Pro Member First Officer
Luke (warlord40) First Officer

No, like cheezyflier said, the operating system hardrive will just pick these up like ' an external hardrive ' even though they are internal. The operating system will more than likely attach to the new hard drive a few nessesary's like a recycler,pagefile space, and a backup restore point, but other than that, nothing.(edited: sorry belgeode...I was refering to the question before your post...but you beat me to it!)

Pro Member Chief Captain
Drew B (belgeode) Chief Captain

No worries... I am sure Bill will get the idea.

Pro Member First Officer
William A. Jones (waj2306) First Officer

I GOT IT! 😀

Thanks Guys, I have a new Motherboard, CPU, HD's (2), Graphics Card, Power SUpply (1000 watts) and DVD Burner coming in day after tomorrow.

I built this current one back in 2006 and upgraded a few things since starting Flight Simulator. I guess you could say it is a High End computer.

The new one will be "Echelons, God and Above". (hehehehehe)

It is all CLASSIFIED, until I superglue and duck tape it all together!

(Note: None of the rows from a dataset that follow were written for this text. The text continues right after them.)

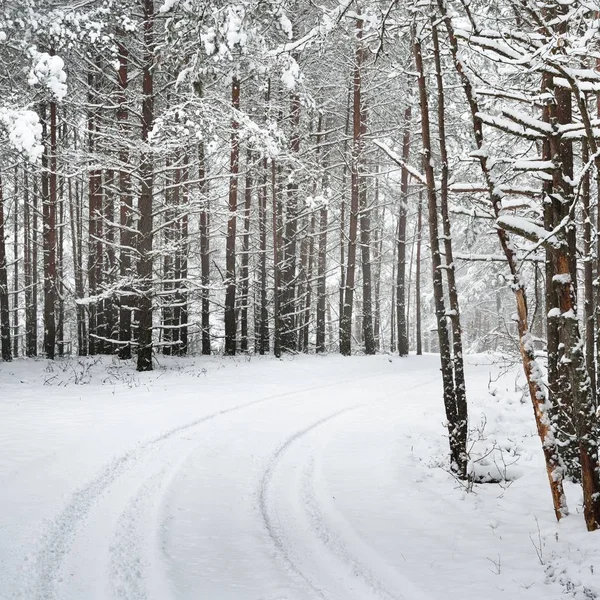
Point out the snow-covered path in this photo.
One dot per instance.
(259, 479)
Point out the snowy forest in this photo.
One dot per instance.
(312, 194)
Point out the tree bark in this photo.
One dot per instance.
(346, 321)
(145, 262)
(5, 345)
(402, 334)
(458, 449)
(204, 249)
(531, 369)
(245, 271)
(230, 316)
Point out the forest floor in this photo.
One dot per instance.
(264, 479)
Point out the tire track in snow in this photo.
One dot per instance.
(317, 521)
(57, 541)
(332, 541)
(275, 533)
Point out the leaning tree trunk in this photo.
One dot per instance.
(49, 194)
(245, 271)
(287, 306)
(204, 248)
(418, 334)
(458, 442)
(400, 291)
(457, 359)
(365, 243)
(16, 212)
(348, 304)
(263, 327)
(234, 159)
(144, 265)
(5, 348)
(126, 223)
(531, 369)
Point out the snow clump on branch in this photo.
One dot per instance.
(24, 131)
(48, 71)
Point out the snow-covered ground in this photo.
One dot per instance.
(260, 479)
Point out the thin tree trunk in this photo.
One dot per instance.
(276, 262)
(458, 449)
(230, 317)
(365, 243)
(5, 346)
(588, 275)
(419, 341)
(263, 345)
(532, 371)
(27, 268)
(287, 307)
(15, 332)
(401, 240)
(204, 248)
(126, 218)
(245, 272)
(49, 192)
(144, 266)
(348, 305)
(457, 359)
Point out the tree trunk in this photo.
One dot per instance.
(457, 359)
(49, 192)
(144, 266)
(346, 321)
(126, 217)
(401, 241)
(418, 333)
(263, 328)
(230, 317)
(458, 449)
(245, 271)
(287, 308)
(204, 248)
(588, 275)
(532, 371)
(365, 242)
(5, 346)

(I still won't put FSX back on!)

Thanks for the great help in understanding this issue.

Bill

Pro Member First Officer
Colin Reece (Col7777) First Officer

Can I just add to that, I once had a PC with 2 drives, one had the OS as mentioned above and the other I used to store documents/files etc.
One day it happened, my main HD died on me and couldn't be repaired, luckily I had all the important stuff stored on the extra drive, phew!!!

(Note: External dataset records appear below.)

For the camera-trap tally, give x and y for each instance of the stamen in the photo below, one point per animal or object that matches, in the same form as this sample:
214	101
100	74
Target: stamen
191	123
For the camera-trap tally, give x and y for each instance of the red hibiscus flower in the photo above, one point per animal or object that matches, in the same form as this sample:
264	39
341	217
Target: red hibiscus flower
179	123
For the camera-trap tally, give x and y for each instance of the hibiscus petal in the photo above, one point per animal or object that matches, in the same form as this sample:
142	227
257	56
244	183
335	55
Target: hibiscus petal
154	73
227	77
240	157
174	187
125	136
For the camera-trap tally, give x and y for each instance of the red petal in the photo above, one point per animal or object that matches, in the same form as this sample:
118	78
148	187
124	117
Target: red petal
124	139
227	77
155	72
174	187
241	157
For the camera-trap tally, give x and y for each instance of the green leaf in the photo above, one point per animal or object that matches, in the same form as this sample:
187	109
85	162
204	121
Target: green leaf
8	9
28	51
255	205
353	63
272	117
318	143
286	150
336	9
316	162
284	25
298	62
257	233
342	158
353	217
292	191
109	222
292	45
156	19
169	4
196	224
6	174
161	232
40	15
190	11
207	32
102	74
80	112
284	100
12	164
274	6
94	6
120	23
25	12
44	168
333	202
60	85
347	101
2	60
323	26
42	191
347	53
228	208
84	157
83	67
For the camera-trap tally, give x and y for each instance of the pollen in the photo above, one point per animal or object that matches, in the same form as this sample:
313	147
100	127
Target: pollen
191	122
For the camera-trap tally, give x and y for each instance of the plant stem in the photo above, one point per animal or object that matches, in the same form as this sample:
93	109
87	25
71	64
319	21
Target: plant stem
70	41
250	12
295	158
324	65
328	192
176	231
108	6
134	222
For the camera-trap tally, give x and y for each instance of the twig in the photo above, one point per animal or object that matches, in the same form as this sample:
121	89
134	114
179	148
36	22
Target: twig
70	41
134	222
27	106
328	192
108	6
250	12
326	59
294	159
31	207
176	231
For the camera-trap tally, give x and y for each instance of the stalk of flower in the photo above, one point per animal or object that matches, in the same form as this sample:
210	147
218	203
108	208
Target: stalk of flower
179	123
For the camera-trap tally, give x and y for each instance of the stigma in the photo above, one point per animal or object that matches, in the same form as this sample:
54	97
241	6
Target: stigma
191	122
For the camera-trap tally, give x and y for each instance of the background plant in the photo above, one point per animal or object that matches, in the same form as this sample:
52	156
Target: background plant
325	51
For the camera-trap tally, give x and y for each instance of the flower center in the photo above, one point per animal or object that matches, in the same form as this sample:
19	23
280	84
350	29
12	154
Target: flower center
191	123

All this of course was before CD/DVD writers were common, but it shows it pays to back up regularly, I have lots of disks now with all kinds of back-ups.

Col.

Pro Member First Officer
William A. Jones (waj2306) First Officer

The old Government way of life. Pay a small amount for the item....and billions on keeping it safe!

Thanks

Bill

Pro Member First Officer
eyton402 First Officer

I am breathless at the depth and breadth of your knowledge and advice.! 👏

Pro Member First Officer
Luke (warlord40) First Officer

Col7777 wrote:

Can I just add to that, I once had a PC with 2 drives, one had the OS as mentioned above and the other I used to store documents/files etc.
One day it happened, my main HD died on me and couldn't be repaired, luckily I had all the important stuff stored on the extra drive, phew!!!

All this of course was before CD/DVD writers were common, but .....

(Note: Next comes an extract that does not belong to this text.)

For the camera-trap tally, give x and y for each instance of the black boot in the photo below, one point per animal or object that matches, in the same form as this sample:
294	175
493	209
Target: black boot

Somehow...this seemed relevent😞It seems that you need some sort of boat licence just to turn it on!)



Last edited by Luke (warlord40) on Fri Feb 15, 2008 12:24 pm, edited 1 time in total
Pro Member Chief Captain
Drew B (belgeode) Chief Captain

I'd say they were a little wrong there.....

Pro Member First Officer
cheezyflier First Officer

funny how much they didn't know back then. i wonder how much we won't have known now, in 60 or 70 years? i won't be here to find out in that many years. i doubt i'll see 1/2 that.

Pro Member First Officer
William A. Jones (waj2306) First Officer

Been a few days since my last comments and concerns about the HDD. I have since installed a new SATA II, 10K, 320 HDD and 2 mor GB's of RAM. This is on my old computer that I have used from day one. It has a P4 3.0 CPU. After upgrading, and reinstalling EVERYTHING, I find my FPS using default A/C and at Heathrow is up to 70-80 using the Ultra-High settings across the board. I did NOT use any traffic!

I guess ole Big Blue (the computers name) still has some umph in her after all!

I have, as stated above, finally collected ALL the parts for my new MSFS-Only computer. The Specs, which I will post when completed, have a preliminary WOW factor!

And finally....To all who have endured my past inquiries and requests for advice and assistance....THANK YOU SO VERY MUCH!